ある事業の関係で、2006年度の地域中小企業知的財産戦略支援事業で㈱ブライナさんが支援された㈱フィーサさんの事例(「中小・ベンチャー企業知的財産戦略マニュアル2006」の58-64p.)について調べる機会がありました。同社は、プラスチック射出成型ノズルの市場をリードする技術志向型の中小企業です。雑誌・発明の2011年2月号に同社の斎藤社長のインタビューが掲載されているのですが、以下の部分を非常に興味深く読みました。

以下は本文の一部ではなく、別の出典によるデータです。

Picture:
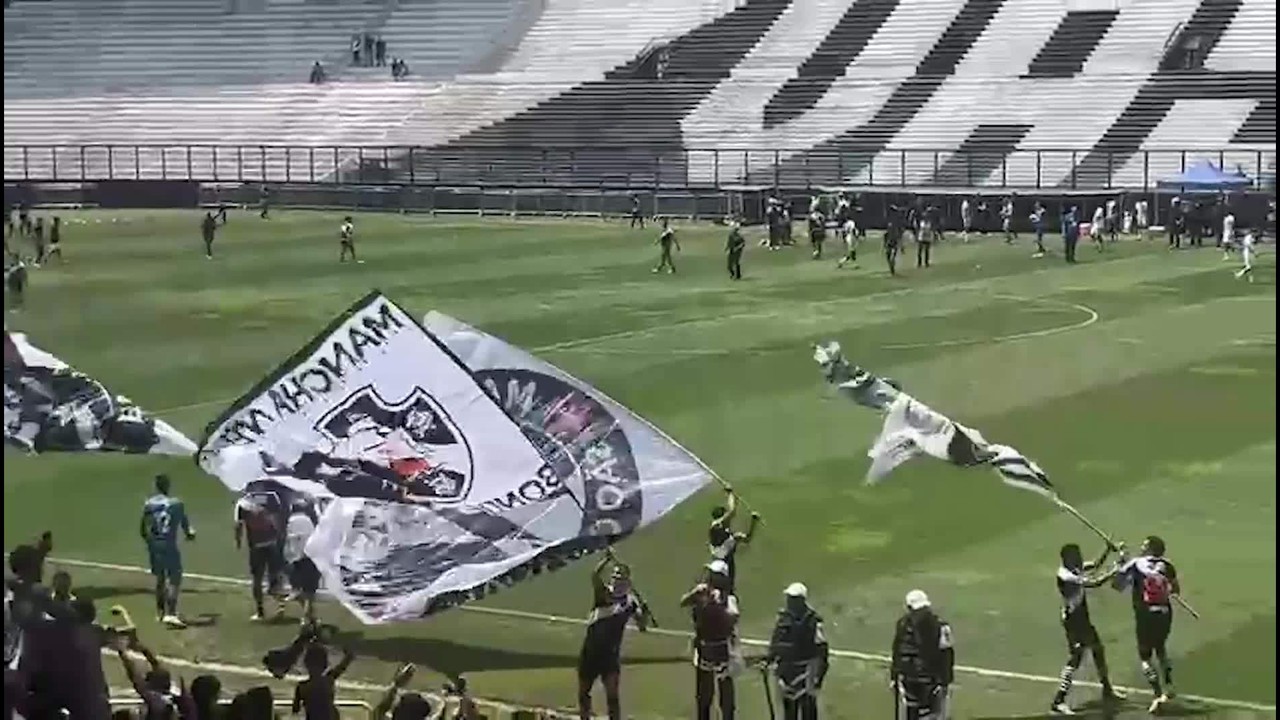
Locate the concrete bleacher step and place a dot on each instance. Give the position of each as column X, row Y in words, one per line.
column 1072, row 44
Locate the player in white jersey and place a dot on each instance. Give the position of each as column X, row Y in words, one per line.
column 1247, row 254
column 1228, row 241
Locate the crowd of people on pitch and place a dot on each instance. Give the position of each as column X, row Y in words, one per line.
column 55, row 648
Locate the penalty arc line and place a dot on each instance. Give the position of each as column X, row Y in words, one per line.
column 754, row 642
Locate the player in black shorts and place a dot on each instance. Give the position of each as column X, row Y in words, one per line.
column 613, row 605
column 721, row 538
column 1073, row 583
column 1152, row 580
column 259, row 522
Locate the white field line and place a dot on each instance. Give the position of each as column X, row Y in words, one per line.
column 753, row 642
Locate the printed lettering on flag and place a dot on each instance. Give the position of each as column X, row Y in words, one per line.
column 49, row 406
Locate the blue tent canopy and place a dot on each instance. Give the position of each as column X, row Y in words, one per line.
column 1203, row 177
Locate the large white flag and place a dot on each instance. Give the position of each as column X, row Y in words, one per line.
column 912, row 428
column 430, row 492
column 49, row 406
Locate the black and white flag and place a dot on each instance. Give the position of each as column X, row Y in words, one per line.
column 49, row 406
column 912, row 428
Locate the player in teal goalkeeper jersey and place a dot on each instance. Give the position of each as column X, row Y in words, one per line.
column 163, row 515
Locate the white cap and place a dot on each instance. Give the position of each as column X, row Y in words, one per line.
column 917, row 600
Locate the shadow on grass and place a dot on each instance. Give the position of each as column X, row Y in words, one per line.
column 453, row 659
column 1129, row 709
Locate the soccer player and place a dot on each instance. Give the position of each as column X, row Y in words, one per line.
column 259, row 523
column 1073, row 582
column 734, row 247
column 1038, row 224
column 714, row 613
column 1247, row 254
column 347, row 240
column 1006, row 220
column 55, row 240
column 16, row 282
column 1152, row 580
column 636, row 218
column 1228, row 241
column 613, row 605
column 304, row 574
column 37, row 238
column 817, row 232
column 666, row 241
column 208, row 228
column 892, row 238
column 163, row 515
column 721, row 538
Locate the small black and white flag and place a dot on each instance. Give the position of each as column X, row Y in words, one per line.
column 913, row 428
column 49, row 406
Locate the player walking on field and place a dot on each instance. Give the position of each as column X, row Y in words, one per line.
column 1152, row 580
column 347, row 240
column 666, row 241
column 1073, row 583
column 163, row 515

まず、支援を受ける前の「知財」の位置付けについて、次のように答えられています。
「『他社にまねされたら困る』。そのための知財という認識でした。」
そして、地域中小企業知的財産戦略支援事業における支援では、PDCAサイクルを意識しながら、経営者・部門長・開発者・企画室が連携した知財活動のワークフローが整備されます(「中小・ベンチャー企業知的財産戦略マニュアル2006」の62p.)。これによって、同社の知財活動は全社一体の組織的な取組みとなり、現在の知財に対する考え方について、斎藤社長は次のように答えられています。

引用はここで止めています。